Give or take a minute.

I pass Queensboro Plaza and my N,R transfer. This hasn't been the first time I've missed a transfer from my daydreams of Sbarro hotdogs and nuclear war.

Red lines. One and the nine. Red lines. One and the nine. On Friday nights when I run out of beer and my workstation crashes from poorly pirated 3D software, I ride the lines. I people watch. My walnut brown and yellow skin experiences the chill of air conditioned train cars ever mingling with the freezing air of cold November nights. I will transfer, eat candy bars, and transfer lines some more till I get to the downtown red 1 or the 9. Magic fluxes of time are experienced in those tunnels where I watch rave girls, Jewish rabbis, and pregnant Spanish women intermingle like some cheesy promotion poster on the NY melting pot. I smell. I reek of Guinness beer and twix bars. I am calmly yet firmly thrown off the 7 line at 5th Ave. by a Latino policeman. It seems that expelling old liquor from my gut and out of windows on moving vessels of public transportation is illegal in his eyes.
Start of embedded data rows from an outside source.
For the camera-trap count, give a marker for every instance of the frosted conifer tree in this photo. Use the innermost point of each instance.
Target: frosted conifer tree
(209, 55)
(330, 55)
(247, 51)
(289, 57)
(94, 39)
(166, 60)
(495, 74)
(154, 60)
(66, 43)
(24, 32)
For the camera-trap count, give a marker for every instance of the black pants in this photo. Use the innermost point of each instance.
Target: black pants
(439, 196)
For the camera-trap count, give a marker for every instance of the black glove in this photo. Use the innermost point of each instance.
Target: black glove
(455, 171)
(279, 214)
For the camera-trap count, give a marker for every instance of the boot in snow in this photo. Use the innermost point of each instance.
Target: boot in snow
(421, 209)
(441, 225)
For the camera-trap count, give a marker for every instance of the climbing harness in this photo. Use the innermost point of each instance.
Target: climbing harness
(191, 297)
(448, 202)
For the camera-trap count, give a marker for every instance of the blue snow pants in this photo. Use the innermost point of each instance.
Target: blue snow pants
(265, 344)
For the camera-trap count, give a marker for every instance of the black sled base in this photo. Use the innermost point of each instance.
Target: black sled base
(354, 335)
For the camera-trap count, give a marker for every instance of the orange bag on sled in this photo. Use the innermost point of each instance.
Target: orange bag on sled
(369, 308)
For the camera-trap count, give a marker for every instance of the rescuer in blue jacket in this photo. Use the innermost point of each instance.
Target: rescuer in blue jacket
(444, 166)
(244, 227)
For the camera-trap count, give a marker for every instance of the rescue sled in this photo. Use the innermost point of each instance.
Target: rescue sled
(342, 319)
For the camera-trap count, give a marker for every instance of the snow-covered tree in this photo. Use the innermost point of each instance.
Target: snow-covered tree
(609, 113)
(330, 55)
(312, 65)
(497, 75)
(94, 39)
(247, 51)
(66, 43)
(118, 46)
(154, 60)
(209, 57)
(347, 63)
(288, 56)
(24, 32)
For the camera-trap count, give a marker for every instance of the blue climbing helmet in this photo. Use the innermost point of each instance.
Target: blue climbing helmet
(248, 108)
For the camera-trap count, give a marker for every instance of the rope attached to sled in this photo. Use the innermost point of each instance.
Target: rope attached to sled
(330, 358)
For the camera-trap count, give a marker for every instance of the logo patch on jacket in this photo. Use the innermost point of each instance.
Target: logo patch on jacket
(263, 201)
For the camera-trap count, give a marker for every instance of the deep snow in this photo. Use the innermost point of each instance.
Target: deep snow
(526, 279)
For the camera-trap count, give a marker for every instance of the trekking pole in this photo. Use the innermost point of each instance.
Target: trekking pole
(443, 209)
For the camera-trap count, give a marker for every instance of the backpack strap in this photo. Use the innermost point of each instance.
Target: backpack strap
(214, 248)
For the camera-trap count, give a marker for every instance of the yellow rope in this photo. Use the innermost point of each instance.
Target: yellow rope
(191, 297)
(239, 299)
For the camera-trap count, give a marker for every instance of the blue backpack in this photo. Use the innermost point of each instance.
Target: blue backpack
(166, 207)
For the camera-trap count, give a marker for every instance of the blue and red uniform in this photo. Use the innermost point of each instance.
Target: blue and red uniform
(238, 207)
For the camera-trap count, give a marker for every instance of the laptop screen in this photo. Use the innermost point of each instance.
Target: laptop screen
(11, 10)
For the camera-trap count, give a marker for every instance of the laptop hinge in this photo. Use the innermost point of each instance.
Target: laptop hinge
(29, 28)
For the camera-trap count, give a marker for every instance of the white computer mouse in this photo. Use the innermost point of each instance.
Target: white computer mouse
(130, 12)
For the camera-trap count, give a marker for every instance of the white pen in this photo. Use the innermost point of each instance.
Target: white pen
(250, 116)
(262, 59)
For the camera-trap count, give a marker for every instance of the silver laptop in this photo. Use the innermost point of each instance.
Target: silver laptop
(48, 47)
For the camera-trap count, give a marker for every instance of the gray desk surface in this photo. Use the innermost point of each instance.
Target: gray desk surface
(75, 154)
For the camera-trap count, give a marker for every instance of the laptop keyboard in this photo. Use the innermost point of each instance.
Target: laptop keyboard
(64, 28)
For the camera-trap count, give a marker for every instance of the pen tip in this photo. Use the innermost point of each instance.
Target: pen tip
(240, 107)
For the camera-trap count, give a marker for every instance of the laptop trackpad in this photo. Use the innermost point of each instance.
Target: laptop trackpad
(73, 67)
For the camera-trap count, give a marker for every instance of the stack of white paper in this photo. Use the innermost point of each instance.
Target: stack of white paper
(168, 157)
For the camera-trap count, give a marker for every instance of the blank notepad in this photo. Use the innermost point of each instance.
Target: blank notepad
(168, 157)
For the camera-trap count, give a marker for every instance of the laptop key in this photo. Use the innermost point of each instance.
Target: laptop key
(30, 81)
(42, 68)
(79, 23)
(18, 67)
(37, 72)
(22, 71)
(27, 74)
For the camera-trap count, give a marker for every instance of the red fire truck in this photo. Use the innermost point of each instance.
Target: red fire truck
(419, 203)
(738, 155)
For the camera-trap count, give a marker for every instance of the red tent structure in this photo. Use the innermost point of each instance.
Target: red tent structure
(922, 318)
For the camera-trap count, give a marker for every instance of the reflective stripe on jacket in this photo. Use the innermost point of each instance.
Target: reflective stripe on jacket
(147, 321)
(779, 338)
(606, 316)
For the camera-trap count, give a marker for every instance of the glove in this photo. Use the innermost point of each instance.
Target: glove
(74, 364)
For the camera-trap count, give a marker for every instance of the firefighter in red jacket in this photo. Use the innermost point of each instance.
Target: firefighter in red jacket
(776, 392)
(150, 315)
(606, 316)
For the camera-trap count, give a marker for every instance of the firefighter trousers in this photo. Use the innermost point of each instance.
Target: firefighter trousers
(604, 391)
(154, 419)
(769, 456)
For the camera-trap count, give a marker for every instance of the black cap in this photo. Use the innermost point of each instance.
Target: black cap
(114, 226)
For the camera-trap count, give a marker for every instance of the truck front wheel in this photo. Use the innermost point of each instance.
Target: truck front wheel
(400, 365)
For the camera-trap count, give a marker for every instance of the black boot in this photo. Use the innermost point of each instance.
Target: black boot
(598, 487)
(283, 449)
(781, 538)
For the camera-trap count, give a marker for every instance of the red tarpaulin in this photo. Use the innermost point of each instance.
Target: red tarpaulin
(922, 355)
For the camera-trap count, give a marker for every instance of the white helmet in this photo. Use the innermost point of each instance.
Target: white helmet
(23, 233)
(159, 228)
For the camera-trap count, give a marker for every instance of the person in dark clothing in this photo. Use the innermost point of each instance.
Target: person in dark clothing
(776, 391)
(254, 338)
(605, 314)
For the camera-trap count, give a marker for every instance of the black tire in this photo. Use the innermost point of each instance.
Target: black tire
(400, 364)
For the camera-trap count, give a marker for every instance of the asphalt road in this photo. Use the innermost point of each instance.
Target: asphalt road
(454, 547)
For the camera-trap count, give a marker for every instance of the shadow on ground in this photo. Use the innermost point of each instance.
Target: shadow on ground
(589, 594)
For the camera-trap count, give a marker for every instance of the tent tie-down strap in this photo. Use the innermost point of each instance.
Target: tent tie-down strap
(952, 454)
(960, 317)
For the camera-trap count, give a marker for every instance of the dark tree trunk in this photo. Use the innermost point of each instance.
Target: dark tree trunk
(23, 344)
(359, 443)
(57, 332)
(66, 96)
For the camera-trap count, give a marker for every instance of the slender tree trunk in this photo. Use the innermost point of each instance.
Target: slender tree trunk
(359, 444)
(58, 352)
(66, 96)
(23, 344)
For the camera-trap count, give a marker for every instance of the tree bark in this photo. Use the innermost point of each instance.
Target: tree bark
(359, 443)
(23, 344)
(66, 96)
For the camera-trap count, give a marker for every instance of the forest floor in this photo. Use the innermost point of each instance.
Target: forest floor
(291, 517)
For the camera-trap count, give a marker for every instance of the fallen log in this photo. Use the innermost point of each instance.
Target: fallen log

Punishable by exiting said vessel of public transportation.

5th avenue is alive with fucking people. I will walk all the fucking way down to Times Square and acquire my ever most prized subway line there. I capture souls with my Olympus D-450 zoom, digital filmless photography, high quality and easy-to-use digital camera. Extra flash cards jingle against house keys in my pocket. Everyone is beautiful. At three AM, people turn into colors and sounds, all captured with high resolution 8 X 10 electronic ferocity.

Bitch night heavies her hand upon my face and neck. It is freezing tonight. My hooded sweatshirt and overcoat do nothing to keep me warm. I notice people notice the miniscule freckles of freezing vomit icicles on my garments. Perhaps they think I'm not a photographer? Perhaps they have stereotyped me as 'trouble'. Or 'pathetic'? Or not good with computers?

The last one makes me smile.

South Ferry, bowling green... last stop. I check the battery status on my D-450. I wipe little coat fuzzies off the eight element aspherical glass macro lens. I need a candy bar. I also need to find a one or nine uptown. At this 4am hour, I am beaten. Tonight I don't feel the magic of the subway, the beauty and ugliness of new yorkers, or the excitement of taking pictures of strangers. It's late, I'm tired, and this is no where near Flushing. Fuck.